Подробнее можно посмотреть в РГ-80 § 1948: http://rusgram.narod.ru/1937-1951.html


----------



## Q-cumber

maroseika said:


> Это совершенно правильная форма, называемая "долженствовательным наклонением".
> Подробнее можно посмотреть в РГ-80 § 1948: http://rusgram.narod.ru/1937-1951.html



Ну не знаю, насколько она "правильная" - в классическом понимании. В статье, на которую Вы ссылаетесь, как раз и говорится, что "...она _принадлежит разговорной речи и просторечию_ и фиксируется в соответствующих записях и _в отражающих эту речь жанрах_ художественной литературы".  

Для справки:


> *просторечие*
> ср. 1) Разговорная речь *малообразованных носителей языка* (обычно горожан).
> _- russian explanatory dictionary_



   Впрочем, я отнюдь не отрицаю, что такая форма "имеет место быть" и время от времени используется даже в "сложноречии".


----------



## Maroseika

Я не знаю, что такое "классическое понимание", но литературный язык включает как письменный, так разговорный языки - это две его разновидности.
Не все, что допустимо в разговорном литературном языке, хорошо смотрится в письменном, равно как и наоборот. Разговорный язык - вовсе не удел "малообразованных" людей. Любой вменяемый носитель языка в устной речи пользуется именно разговорным, а не письменным языком. Иное выглядит мерзейшей канцелярщиной или пошлейшей выспренностью.
При этом, от разговорного языка следует отличать речевые ошибки и просторечие. В приведенном вами определении последнее определяется не как разговорная речь вообще, а как таковая - малообразованных людей. Ожегов определяет его как "*нелитературный* разговорный язык".

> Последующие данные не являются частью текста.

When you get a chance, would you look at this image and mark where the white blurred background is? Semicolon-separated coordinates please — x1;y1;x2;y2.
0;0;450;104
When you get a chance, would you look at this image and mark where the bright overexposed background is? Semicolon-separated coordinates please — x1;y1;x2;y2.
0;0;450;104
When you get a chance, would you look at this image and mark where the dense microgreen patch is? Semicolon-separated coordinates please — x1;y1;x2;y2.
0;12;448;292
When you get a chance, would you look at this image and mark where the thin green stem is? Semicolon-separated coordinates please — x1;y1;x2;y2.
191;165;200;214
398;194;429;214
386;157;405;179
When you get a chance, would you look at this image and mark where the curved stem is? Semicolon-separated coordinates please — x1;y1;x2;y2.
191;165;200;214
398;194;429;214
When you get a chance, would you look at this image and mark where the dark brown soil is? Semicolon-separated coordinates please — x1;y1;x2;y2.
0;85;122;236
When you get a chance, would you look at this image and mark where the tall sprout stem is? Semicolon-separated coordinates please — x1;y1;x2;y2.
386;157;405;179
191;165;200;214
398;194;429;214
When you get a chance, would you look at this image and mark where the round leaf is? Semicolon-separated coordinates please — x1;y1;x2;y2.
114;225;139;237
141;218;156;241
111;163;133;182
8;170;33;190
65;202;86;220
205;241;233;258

А долженствовательное наклонение - такая же неотъемлемая часть русского *литературного языка*, как и любое другое, хотя и свойственно, главным образом, разговорной его разновидности. Однако соответствующие синтаксические конструкции полностью соответствуют логике и правилам нашего языка.


----------



## Q-cumber

Maroseika said:


> Разговорный язык - вовсе не удел "малообразованных" людей.



А этого и не утверждал. Речь шла именно о "просторечии". Я считаю, что подобные  словесные формы относятся именно к просторечным. 

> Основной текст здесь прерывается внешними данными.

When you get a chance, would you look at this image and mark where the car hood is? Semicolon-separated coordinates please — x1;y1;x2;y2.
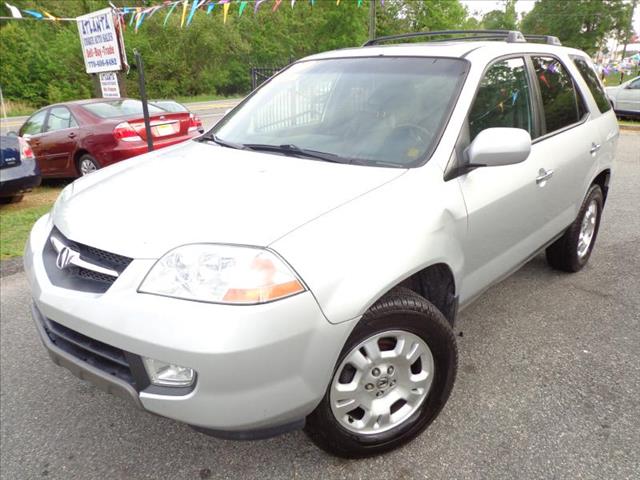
52;141;406;258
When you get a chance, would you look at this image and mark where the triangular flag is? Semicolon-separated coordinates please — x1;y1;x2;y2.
253;0;264;15
4;2;22;18
23;10;42;20
180;0;188;28
149;5;162;18
162;3;178;27
222;2;231;23
129;7;140;27
187;0;200;27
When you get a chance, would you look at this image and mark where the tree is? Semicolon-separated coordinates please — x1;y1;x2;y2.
481;0;518;30
0;0;467;106
522;0;629;54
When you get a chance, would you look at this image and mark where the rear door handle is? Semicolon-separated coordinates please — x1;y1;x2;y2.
536;168;553;187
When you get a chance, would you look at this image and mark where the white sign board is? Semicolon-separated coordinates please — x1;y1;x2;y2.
100;72;120;98
76;8;121;73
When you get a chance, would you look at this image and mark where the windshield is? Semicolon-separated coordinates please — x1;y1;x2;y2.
82;100;166;118
213;57;467;167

> Просторечие — слова, выражения, грамматические формы и конструкции,  распространённые в нелитературной разговорной речи, свойственные  малообразованным носителям языка и явно отклоняющиеся от существующих  литературных языковых норм.
> 
> Термин «просторечие» введён Д. Н. Ушаковым в  значении *«речь необразованного и полуобразованного городского населения,  не владеющего литературными нормами».* ПРОСТОРЕЧИЕ, разновидность  русского национального языка, носителем которой является необразованное и  полуобразованное городское население....


  Полный текст статьи здесь:
http://ru.wikipedia.org/wiki/Просторечие


----------



## Maroseika

q-cumber said:


> А этого и не утверждал. Речь шла именно о "просторечии". Я считаю, что  подобные словесные формы относятся именно к просторечным.

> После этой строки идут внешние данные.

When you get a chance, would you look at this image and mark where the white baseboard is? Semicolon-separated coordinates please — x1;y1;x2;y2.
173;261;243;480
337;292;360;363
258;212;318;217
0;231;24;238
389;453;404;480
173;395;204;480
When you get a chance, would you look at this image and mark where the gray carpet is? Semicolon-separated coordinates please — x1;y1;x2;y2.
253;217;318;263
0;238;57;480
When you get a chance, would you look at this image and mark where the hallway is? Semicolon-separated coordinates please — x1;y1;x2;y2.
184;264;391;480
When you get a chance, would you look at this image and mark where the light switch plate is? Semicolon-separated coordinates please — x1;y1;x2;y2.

  Но РГ считает иначе, что вы сами и процитировали:
*В статье, на которую Вы  ссылаетесь, как раз и говорится, что "...она принадлежит разговорной речи  и просторечию и фиксируется в соответствующих записях и в отражающих  эту речь жанрах художественной литературы".* 
Таким образом, РГ  различает разговорную речь и просторечие и считает это наклонение свойственным  обоим видам речи, а не одному только просторечию. 
Следовательно,  долженствовательное наклонение - вполне литературная конструкция.


----------



## Q-cumber

maroseika said:


> Следовательно,  долженствовательное наклонение - вполне литературная конструкция.



Хорошо, как скажете... Я опять соглашайся.


----------



## Kolan

q-cumber said:


> Хорошо, как скажете... Я опять соглашайся.


"Ну, когда нас брали, помнишь, пришёл? Я, говорит, рыбу ловлю, а ты *ныряй*! А мороз был градусов 30!"


----------



## Maroseika

kolan said:


> Я, говорит, рыбу ловлю, а ты *ныряй*!


Это ж просто неправильно оформленная на письме прямая речь. Для нашего случая следовало бы:
"Он, говорит, рыбу ловит, нехороший человек, а я - ныряй".


----------



## Kolan

maroseika said:


> Это ж просто неправильно оформленная на письме прямая речь. Для нашего случая следовало бы:
> "Он, говорит, рыбу ловит, нехороший человек, а я - ныряй".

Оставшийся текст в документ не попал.